When Dr. Brown named her administrative director, reversing those percentages, Dr. Maness felt fate had truly smiled upon her. In her role as administrative director, she supervises the administrative staff and the staff of death investigators led by the chief investigator. In addition, she works closely with Karen Chancellor, MD, chief medical examiner for Shelby County and a professor of pathology at UTHSC, regarding all operations of the center.

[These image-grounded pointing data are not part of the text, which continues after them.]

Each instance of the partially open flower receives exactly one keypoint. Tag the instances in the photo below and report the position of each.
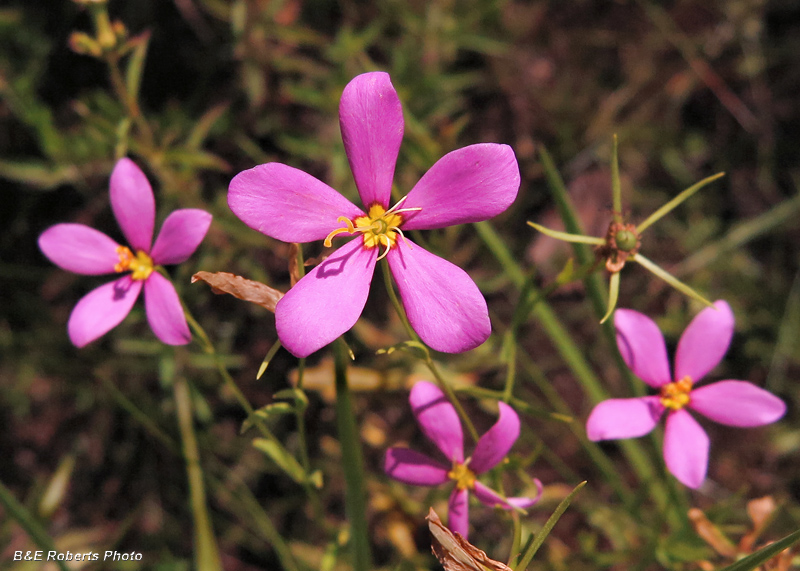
(440, 423)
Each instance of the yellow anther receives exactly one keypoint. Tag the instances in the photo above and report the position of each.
(140, 265)
(463, 476)
(676, 395)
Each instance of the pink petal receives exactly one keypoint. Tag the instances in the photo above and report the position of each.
(642, 347)
(458, 512)
(443, 304)
(438, 419)
(686, 448)
(164, 311)
(80, 249)
(371, 119)
(623, 418)
(133, 204)
(413, 468)
(497, 441)
(327, 301)
(102, 309)
(737, 403)
(287, 204)
(704, 342)
(467, 185)
(489, 497)
(182, 232)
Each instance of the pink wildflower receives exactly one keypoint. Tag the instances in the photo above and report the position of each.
(700, 349)
(443, 304)
(84, 250)
(439, 421)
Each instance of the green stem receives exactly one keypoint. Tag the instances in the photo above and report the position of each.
(444, 385)
(353, 463)
(205, 544)
(28, 522)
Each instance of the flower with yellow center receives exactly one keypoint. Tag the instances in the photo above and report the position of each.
(141, 265)
(675, 395)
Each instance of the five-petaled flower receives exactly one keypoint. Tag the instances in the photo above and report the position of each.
(440, 423)
(700, 349)
(443, 304)
(84, 250)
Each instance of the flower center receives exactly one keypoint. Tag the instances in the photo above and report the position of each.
(463, 476)
(676, 395)
(141, 264)
(622, 241)
(379, 227)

“We were very fortunate when we were awarded the contract to have the benefit of Dr. Charles Handorf to assist us in the management of the WTRFC,” Dr. Brown said. “When Dr. Handorf announced his retirement, there was a unanimous consensus among our entire team that Dr. Maness was the clear choice for this role. She brings not only passion for forensic science, but the experience to lead a very complex team of forensic pathologists, autopsy technicians and death investigators.”
Dr. Maness said she has plans to continue expansion of programs at the WTRFC. “We have some very good equipment, but we’d like to keep moving forward, to become a true center of excellence.” These plans also include expanded educational opportunities.

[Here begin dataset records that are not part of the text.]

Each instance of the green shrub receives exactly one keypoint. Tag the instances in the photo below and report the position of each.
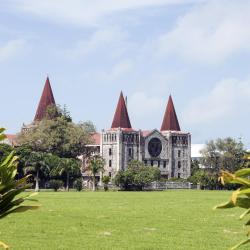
(105, 180)
(136, 176)
(240, 197)
(55, 184)
(78, 184)
(10, 187)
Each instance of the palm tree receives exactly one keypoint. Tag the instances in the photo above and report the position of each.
(96, 165)
(36, 163)
(69, 166)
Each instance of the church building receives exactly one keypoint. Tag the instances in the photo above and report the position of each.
(168, 149)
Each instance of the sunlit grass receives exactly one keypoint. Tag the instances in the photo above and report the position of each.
(125, 220)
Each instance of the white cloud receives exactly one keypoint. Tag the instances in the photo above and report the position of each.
(121, 68)
(142, 106)
(101, 39)
(11, 48)
(210, 32)
(87, 12)
(229, 99)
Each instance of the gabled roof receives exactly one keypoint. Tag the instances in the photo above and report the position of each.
(170, 120)
(96, 138)
(121, 118)
(46, 100)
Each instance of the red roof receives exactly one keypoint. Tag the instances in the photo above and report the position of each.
(121, 118)
(170, 120)
(46, 100)
(145, 132)
(96, 138)
(11, 139)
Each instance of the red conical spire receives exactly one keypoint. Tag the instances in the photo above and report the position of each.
(46, 100)
(170, 120)
(121, 118)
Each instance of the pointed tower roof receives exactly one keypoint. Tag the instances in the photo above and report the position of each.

More on the West Tennessee Regional Forensic Center
The West Tennessee Regional Forensic Center oversees medico-legal death investigation services for the 20 counties west of the Tennessee River that send their autopsies to the center. It is charged with applying uniform standards of investigation for all deaths, regardless of the county of origin, and maintaining investigative integrity, beginning with the scene.
Death investigation is county driven, Dr. Maness said, as opposed to state driven. She said UTHSC won the bid for the counties in West Tennessee because of its educational component and the ability to develop forensic fellowships. The management of WTRFC meshes well with UTHSC’s missions of education, research, clinical care and public service.
The Tennessee Code Annotated is specific as to which deaths must be investigated, Dr. Maness said. They include death from violence or trauma, sudden death when the person was in apparent health, sudden unexpected death of infants and children, death of prisoners or persons in state custody, death on the job, death believed to represent a threat to public health, death where neglect or abuse are suspected, death where the identity of the person is unknown, and any other death of a suspicious, unusual or unnatural manner.